The problem I think you are having is that you are starting many sub-processes for every line of your input file. Calls such as cut, sed, etc. all have a cost to setting up the process. If you are calling them in a loop, then you may have hundreds of calls.

If you can wrap your code in CODE tags, then it will be far more readable and I will have a go at it.

Thanks, in advance,
Robin

ureddy · July 8, 2014, 6:27am

Thanks for looking into this Robin. I have added code as you specified now.

rbatte1 · July 8, 2014, 6:29am

Thanks for the update to mark the code. Can you do the same with the input and output? If there are multiple spaces, these get compressed when displayed as normal text - and that might be important.

For your inner loop reading file2.txt where do you plan to use the value read in as rep_line It's not anywhere else in your script.

I'm also unclear with the if.....then....break.....fi section and what is actually required here. Are you simply looking to not complete the remaining if...then.... sections? There are better ways to code that.

Can you write your logic out in words like this:-

For every line in file1.txt
[list]
Read every line in file2.txt
Compare them so that
[list]
if condition A matches I take action A
if condition B matches I take action A
if condition C matches I take action C
or I do action D
[/list]
I write the output built from the input lines in format F
End loop
[/list]
End loop

To get the bullet list, write your text first, then highlight the block and press the bullet list button.
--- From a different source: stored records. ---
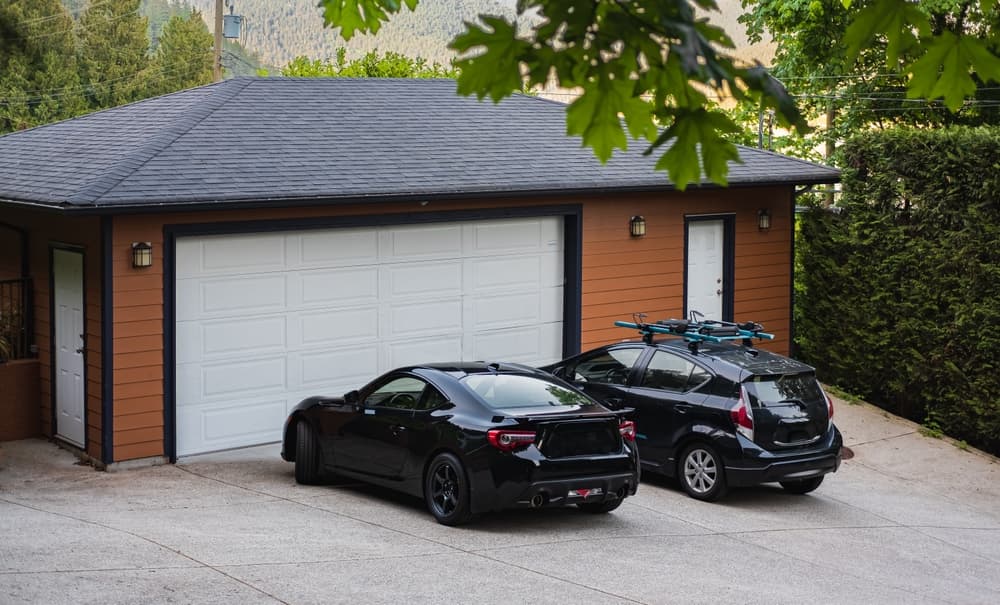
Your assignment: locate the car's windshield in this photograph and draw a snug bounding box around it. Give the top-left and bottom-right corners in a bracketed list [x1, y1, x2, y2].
[744, 373, 823, 406]
[461, 374, 592, 409]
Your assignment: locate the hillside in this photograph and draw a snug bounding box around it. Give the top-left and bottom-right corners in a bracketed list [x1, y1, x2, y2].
[183, 0, 773, 69]
[186, 0, 519, 68]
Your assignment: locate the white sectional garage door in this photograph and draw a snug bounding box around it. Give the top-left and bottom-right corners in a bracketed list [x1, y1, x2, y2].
[174, 217, 564, 456]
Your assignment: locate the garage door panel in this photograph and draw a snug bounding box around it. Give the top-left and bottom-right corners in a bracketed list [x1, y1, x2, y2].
[195, 356, 286, 399]
[176, 275, 288, 320]
[176, 234, 287, 279]
[382, 261, 463, 300]
[386, 299, 463, 338]
[299, 347, 378, 389]
[299, 229, 378, 267]
[176, 398, 286, 456]
[299, 266, 378, 306]
[296, 307, 378, 347]
[383, 336, 463, 370]
[468, 323, 564, 365]
[177, 316, 287, 364]
[464, 219, 560, 256]
[176, 216, 566, 456]
[380, 224, 463, 261]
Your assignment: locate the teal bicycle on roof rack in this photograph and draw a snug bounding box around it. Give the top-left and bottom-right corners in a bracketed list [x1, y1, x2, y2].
[614, 312, 774, 352]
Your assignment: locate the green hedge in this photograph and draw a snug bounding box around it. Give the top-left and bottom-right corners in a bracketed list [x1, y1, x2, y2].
[796, 127, 1000, 456]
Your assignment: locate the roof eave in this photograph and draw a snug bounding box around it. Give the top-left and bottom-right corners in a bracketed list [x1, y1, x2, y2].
[0, 173, 840, 216]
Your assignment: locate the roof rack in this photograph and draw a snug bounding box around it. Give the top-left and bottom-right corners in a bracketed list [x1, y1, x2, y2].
[614, 312, 774, 353]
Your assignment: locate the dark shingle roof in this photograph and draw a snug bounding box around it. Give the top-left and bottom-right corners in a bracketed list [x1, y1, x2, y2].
[0, 77, 839, 211]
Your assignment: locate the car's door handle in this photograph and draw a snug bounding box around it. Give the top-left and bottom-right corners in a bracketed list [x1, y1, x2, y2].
[390, 425, 407, 436]
[674, 404, 693, 414]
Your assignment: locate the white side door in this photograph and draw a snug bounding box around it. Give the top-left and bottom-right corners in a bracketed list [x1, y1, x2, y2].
[686, 220, 724, 320]
[53, 249, 86, 447]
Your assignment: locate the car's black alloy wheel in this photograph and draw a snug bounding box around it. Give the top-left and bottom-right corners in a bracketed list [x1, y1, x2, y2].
[294, 421, 322, 485]
[679, 443, 728, 501]
[780, 476, 824, 494]
[425, 452, 474, 526]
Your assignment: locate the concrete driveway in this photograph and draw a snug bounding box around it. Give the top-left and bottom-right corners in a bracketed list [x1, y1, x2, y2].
[2, 398, 998, 605]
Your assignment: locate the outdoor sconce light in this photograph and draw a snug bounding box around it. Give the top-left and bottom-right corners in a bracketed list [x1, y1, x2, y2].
[629, 215, 647, 237]
[757, 209, 771, 232]
[131, 242, 153, 269]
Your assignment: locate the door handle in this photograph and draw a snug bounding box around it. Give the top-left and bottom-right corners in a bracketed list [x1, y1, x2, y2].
[674, 404, 693, 414]
[390, 425, 407, 436]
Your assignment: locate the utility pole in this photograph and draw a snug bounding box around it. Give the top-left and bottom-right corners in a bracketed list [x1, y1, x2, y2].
[213, 0, 223, 81]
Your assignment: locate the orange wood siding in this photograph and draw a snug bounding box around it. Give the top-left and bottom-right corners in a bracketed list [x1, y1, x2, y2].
[106, 187, 792, 462]
[1, 208, 103, 460]
[580, 188, 793, 354]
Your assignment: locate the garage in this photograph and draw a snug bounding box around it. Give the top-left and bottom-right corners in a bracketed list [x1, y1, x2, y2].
[173, 217, 565, 456]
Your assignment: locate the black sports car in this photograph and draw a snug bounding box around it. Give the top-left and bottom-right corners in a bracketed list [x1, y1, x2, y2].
[281, 362, 640, 525]
[543, 334, 842, 501]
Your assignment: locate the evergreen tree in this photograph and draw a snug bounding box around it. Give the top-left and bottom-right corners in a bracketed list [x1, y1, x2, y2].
[77, 0, 150, 109]
[0, 0, 87, 133]
[151, 10, 214, 95]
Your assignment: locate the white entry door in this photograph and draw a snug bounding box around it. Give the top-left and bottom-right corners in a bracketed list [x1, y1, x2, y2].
[174, 217, 565, 456]
[53, 249, 86, 447]
[686, 220, 725, 320]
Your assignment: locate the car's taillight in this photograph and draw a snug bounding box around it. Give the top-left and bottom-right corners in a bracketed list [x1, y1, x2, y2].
[731, 387, 755, 441]
[619, 420, 636, 442]
[824, 389, 834, 419]
[487, 429, 536, 452]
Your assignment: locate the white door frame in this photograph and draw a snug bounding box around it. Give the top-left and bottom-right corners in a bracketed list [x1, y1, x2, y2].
[52, 247, 87, 448]
[684, 215, 734, 322]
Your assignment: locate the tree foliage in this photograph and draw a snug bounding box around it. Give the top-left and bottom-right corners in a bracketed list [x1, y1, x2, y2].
[0, 0, 219, 134]
[796, 127, 1000, 456]
[318, 0, 810, 189]
[150, 11, 214, 95]
[0, 0, 87, 132]
[318, 0, 1000, 185]
[738, 0, 1000, 159]
[282, 48, 456, 78]
[77, 0, 151, 108]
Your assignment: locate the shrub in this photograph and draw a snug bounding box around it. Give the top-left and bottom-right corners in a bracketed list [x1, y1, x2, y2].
[796, 127, 1000, 456]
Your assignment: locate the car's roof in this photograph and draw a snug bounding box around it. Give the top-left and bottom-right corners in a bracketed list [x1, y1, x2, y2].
[612, 337, 816, 376]
[406, 362, 551, 378]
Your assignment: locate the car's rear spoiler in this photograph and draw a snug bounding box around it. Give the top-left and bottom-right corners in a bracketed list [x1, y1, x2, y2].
[512, 407, 636, 423]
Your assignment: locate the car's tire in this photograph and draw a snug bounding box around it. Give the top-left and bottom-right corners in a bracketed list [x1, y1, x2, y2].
[577, 498, 624, 514]
[780, 476, 824, 495]
[678, 443, 728, 502]
[424, 452, 474, 526]
[294, 420, 322, 485]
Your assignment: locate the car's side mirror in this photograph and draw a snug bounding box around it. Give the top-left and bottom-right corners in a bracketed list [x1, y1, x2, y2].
[344, 390, 360, 406]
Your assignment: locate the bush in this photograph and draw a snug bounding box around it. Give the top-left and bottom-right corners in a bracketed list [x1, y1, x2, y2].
[796, 127, 1000, 456]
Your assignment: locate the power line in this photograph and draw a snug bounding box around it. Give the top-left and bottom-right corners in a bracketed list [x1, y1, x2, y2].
[10, 0, 118, 27]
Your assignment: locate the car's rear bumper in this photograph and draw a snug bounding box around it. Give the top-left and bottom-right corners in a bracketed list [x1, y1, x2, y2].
[724, 426, 843, 487]
[467, 447, 640, 514]
[471, 470, 639, 513]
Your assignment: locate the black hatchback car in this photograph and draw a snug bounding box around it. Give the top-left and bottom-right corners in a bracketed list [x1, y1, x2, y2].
[282, 362, 639, 525]
[543, 331, 842, 501]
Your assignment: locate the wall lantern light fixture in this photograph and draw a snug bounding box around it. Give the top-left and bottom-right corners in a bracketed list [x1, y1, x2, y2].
[131, 242, 153, 269]
[629, 215, 647, 237]
[757, 209, 771, 232]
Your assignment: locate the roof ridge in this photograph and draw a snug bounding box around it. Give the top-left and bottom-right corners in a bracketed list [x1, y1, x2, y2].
[735, 144, 839, 173]
[67, 78, 253, 205]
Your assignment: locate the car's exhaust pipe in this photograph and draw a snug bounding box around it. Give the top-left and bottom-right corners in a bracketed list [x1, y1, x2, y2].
[530, 493, 547, 508]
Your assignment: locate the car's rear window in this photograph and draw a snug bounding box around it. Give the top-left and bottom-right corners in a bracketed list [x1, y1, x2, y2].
[461, 374, 592, 409]
[743, 373, 823, 406]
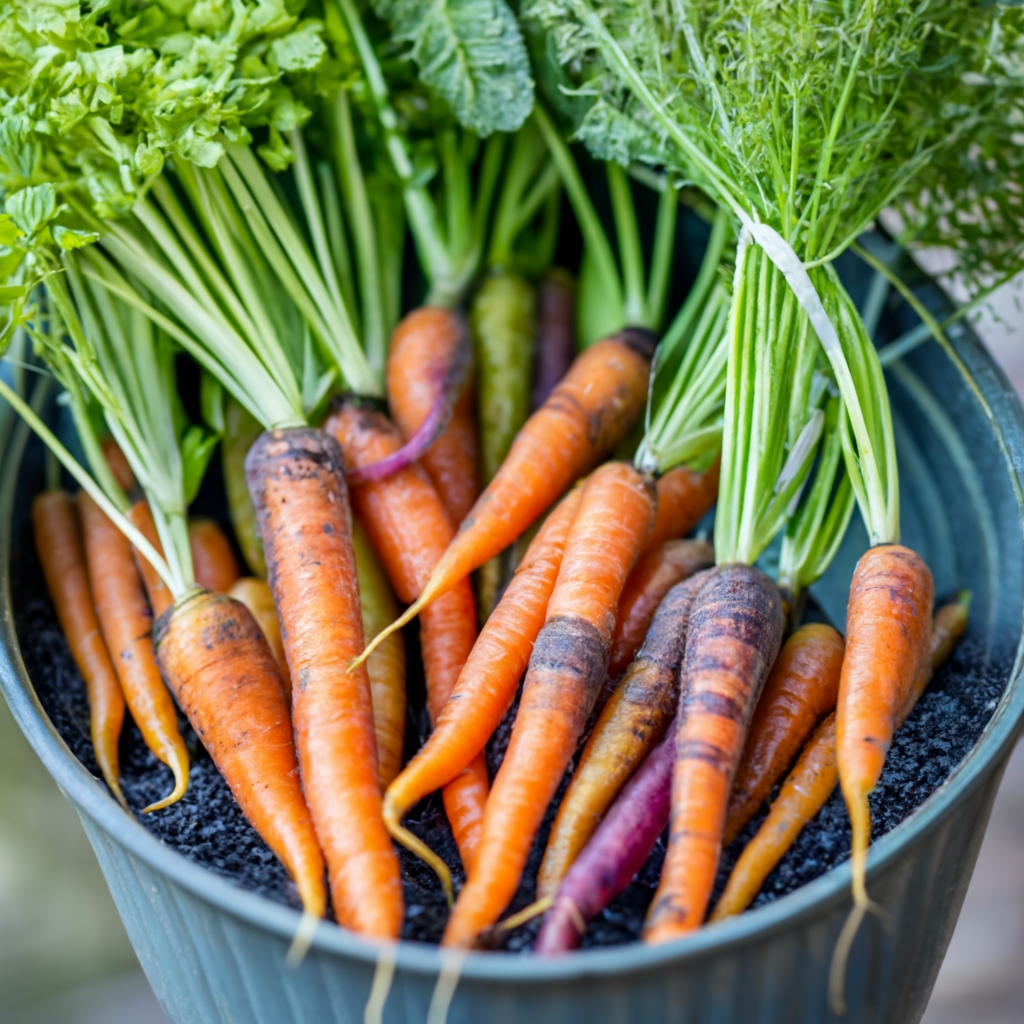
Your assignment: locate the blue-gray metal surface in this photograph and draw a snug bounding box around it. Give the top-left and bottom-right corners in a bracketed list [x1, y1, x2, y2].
[2, 300, 1023, 1024]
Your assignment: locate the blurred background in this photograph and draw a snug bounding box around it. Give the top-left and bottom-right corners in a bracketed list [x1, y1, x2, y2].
[0, 268, 1020, 1024]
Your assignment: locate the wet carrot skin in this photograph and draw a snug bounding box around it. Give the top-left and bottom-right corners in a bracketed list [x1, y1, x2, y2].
[608, 539, 715, 679]
[387, 306, 480, 526]
[538, 567, 715, 898]
[645, 563, 784, 944]
[77, 491, 189, 812]
[155, 589, 326, 918]
[724, 623, 845, 845]
[442, 462, 656, 947]
[247, 427, 402, 938]
[33, 491, 126, 805]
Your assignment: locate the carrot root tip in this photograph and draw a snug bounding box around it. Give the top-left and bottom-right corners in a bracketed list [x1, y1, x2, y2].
[828, 900, 868, 1015]
[284, 910, 320, 970]
[426, 949, 468, 1024]
[363, 944, 397, 1024]
[385, 814, 454, 908]
[141, 762, 188, 814]
[351, 602, 420, 673]
[492, 895, 554, 935]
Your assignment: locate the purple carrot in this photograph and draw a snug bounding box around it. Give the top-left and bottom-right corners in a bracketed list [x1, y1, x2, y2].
[531, 268, 577, 410]
[535, 722, 675, 954]
[346, 323, 471, 484]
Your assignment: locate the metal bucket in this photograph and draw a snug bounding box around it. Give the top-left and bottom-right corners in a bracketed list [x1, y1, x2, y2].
[1, 272, 1023, 1024]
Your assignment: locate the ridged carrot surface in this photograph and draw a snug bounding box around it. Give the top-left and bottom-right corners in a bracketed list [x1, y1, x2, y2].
[382, 484, 584, 898]
[644, 564, 783, 943]
[247, 427, 402, 938]
[724, 623, 845, 845]
[836, 545, 933, 910]
[155, 589, 326, 918]
[357, 328, 655, 667]
[607, 539, 714, 679]
[537, 568, 713, 898]
[443, 462, 656, 947]
[326, 401, 485, 871]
Having lists within lists produces the indentation to make it easier to read.

Thanks,
Robin

ureddy · July 8, 2014, 6:48am

..................

rbatte1 · July 8, 2014, 7:00am

Um, where did your post go?

if you post again, I will be happy take a look.

Robin

ureddy · July 8, 2014, 7:02am

Actually I was reformatting(remove temp files and parameters) my code to make it run fast so looks I deleted "rep_line". Here is the corrected code.

echo "Replace the string matches only once or except FIRST occurence replace ALL."
        tot_cnt=`wc -l < $REP_FILE_PATH/$REP_FILE`
  del_tmp_files
 
        while IFS='' read -r line; do          (to preserve leading and trailing  spacees used IFS='' read -r )
  i=0
        while read line_1; do
            field[1]=`cut -d',' -f1 <<<"$line_1"`
            field[2]="`cut -d',' -f2 <<<"$line_1"`
            cnt=`echo -n "$line" | grep -o "${field[1]}" | wc -l`
            if [[ "$cnt" -eq 1 ]] ; then
            sed -e "s/$/|"${field[2]}"|2|N/" <<<"$line" >> tmp.txt'
            break
            fi
            if [[ "$cnt" -gt 1 ]] ; then
            sed -e "s/"${field[1]}"/"${field[2]}"/2g" -e "s/$/|"${field[2]}"|2|Y/" <<<"$line" >> tmp.txt
            break
            fi
        let i++
            if [[ "$cnt" -eq 0 && "$tot_cnt" -eq $i ]] ; then
            sed -e "s/$/|"  "|2|N/" <<<"$line" >> tmp.txt
            fi
            done < file2.txt
        done< file1.txt

for your question... if any match then need to stop searching further as no need to match further and continue with the next line match.
here is the description what im doing.

For every line in file1.txt
 Read every line in file2.txt 
 Compare them so that
  if the string present only once then dont replace string and just add filed2 from file2 and |2|N at the end of line in file1 and write output to temp file.Dont check rest of lines in file2.txt as match already found.
  if the string present more than once then leave the first occurence of string and replace the rest of occurences in filed3 of file1 to field2 of file2 and add |2|Y at end of line in file1 and write output to temp file.Dont check rest of lines in file2.txt as match already found.
  if there is no match at all then just add space and |2|N at the end of line and in file1 write output to temp file.
 End loop 
End loop

Sorry for the inconvinence in reading my post as Im new user for this Forum.

ureddy · July 10, 2014, 12:02am

Can any one help me on this please.

rbatte1 · July 11, 2014, 5:58am

Still working on this. I can't quite get the substitution logic right without calling external programs. I'd like to do it all in the same shell to save the processing overheads. The day job keeps getting in the way too

Robin